The report calls on the EU to upgrade investor responsibilities, recommending European investors explicitly integrate climate risks into their legal fiduciary duties, and – just as France's Article 173 law has done – consider risks over the timeframes of their clients’ assets.
Embedding these long-term environmental risks into decision making and being encouraged – through regulation – to give forward looking analysis will be critical for our financial system to support a well-below 2-degree pathway.
This also makes business-sense. Bringing environmental risks into focus allows investors to better price and manage them, and enables companies to make long-term investments without fearing share price dips.
Central to this: High-quality information.
Over 7,000 companies worldwide now report their sustainable transition plans through CDP. Our work gives investors information covering most of Europe's market capitalization.
For hundreds of companies, these transition plans already include setting science-based emissions reduction targets, and the use of internal carbon pricing mechanisms.
The next step on the pathway to a truly sustainable economy is strong regulation to mandate further disclosure, filling in the gaps, and delivering investors the information they need to fulfil their fiduciary duty.
2) Environmental reporting is going mainstream – but it needs to happen faster
The HLEG also endorses the Taskforce on Climate-related Financial Disclosure’s (TCFD) recommendations, aimed at mainstreaming climate information in financial reports.
It calls for the recommendations to be implemented when the EU revises its Non-Financial Reporting Directive (NFRD) in 2018/2019, which sets out mandatory disclosure rules for companies in the bloc.
Transitioning over this timeframe will help protect against system shocks, but while we are moving towards meaningful mandatory disclosure, EU rules will not be TCFD compliant until 2021 at the earliest. It is crucial that the NFRD review is not delayed.
Businesses are already adapting to this new era in disclosure.
Seeing better reporting as an opportunity that brings long-term investment in their transition plans, more than 240 major companies worth over $5 trillion have now endorsed the TCFD.
And CDP's upgraded disclosure platform will see more than 6300 companies providing investors with TCFD-compliant disclosure for the first time this year.
That's why CDP welcomes the HLEG's recommendation to speed up voluntary adoption until regulation kicks in.
We urge the European Union to send a clear message to the business community, by beginning to implement the TCFD and speed up the process of unlocking the level of investment needed to secure changes at scale.
3) A green fund future is in our grasp
Acknowledging Climetrics as one of the most advanced ratings on the market, the report calls on the EU to develop a new green label for funds by 2019. This would enable retail investors to play their part in building a financial system that works, long-term, for people and planet.

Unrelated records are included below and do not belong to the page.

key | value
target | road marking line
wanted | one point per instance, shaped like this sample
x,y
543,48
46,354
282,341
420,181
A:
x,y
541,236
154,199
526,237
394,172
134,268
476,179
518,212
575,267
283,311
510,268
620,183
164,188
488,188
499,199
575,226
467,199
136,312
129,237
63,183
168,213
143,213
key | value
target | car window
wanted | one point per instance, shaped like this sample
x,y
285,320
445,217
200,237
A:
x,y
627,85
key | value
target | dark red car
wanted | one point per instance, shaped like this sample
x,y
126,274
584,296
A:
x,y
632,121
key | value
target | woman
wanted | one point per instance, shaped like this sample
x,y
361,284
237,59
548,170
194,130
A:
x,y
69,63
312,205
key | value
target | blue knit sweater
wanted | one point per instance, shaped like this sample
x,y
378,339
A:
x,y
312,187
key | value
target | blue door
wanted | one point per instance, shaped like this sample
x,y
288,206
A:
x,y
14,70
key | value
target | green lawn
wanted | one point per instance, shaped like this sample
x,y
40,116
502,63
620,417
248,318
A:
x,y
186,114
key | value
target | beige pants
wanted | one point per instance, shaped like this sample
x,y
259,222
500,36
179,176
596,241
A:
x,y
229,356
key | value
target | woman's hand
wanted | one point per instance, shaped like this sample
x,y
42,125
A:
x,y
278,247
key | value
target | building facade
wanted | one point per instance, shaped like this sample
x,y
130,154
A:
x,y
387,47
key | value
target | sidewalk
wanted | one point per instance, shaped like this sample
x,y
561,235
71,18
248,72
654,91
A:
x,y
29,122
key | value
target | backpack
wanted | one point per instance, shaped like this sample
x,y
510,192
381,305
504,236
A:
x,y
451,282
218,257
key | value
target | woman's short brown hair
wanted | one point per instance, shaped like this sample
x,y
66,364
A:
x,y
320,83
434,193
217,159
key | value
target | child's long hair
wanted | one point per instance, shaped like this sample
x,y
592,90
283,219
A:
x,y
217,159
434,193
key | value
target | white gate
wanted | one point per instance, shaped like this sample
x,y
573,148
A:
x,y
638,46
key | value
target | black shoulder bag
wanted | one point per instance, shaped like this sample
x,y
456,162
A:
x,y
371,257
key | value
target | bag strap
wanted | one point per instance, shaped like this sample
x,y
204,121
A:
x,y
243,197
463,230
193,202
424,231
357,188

These retail investors hold 40% of the EU's total assets. They are a missing link. And they must be empowered to vote with their money for the future they want.
As the benchmark for measuring funds' climate-related impact, accelerating the adoption of Climetrics will be a critical lever for long-term climate action.
CDP is dedicated to increasing the pace of our transformation, and Europe is now at a tipping point. The EU High-Level Expert Group on Sustainable Finance sets out a strong pathway to tackle urgent key issues on the way to a sustainable financial system.
As the European Union now makes concrete steps, CDP will support the process, offering the most meaningful tools that policymakers, investors, companies and cities need to make the right decisions now as we create a sustainable financial system in Europe.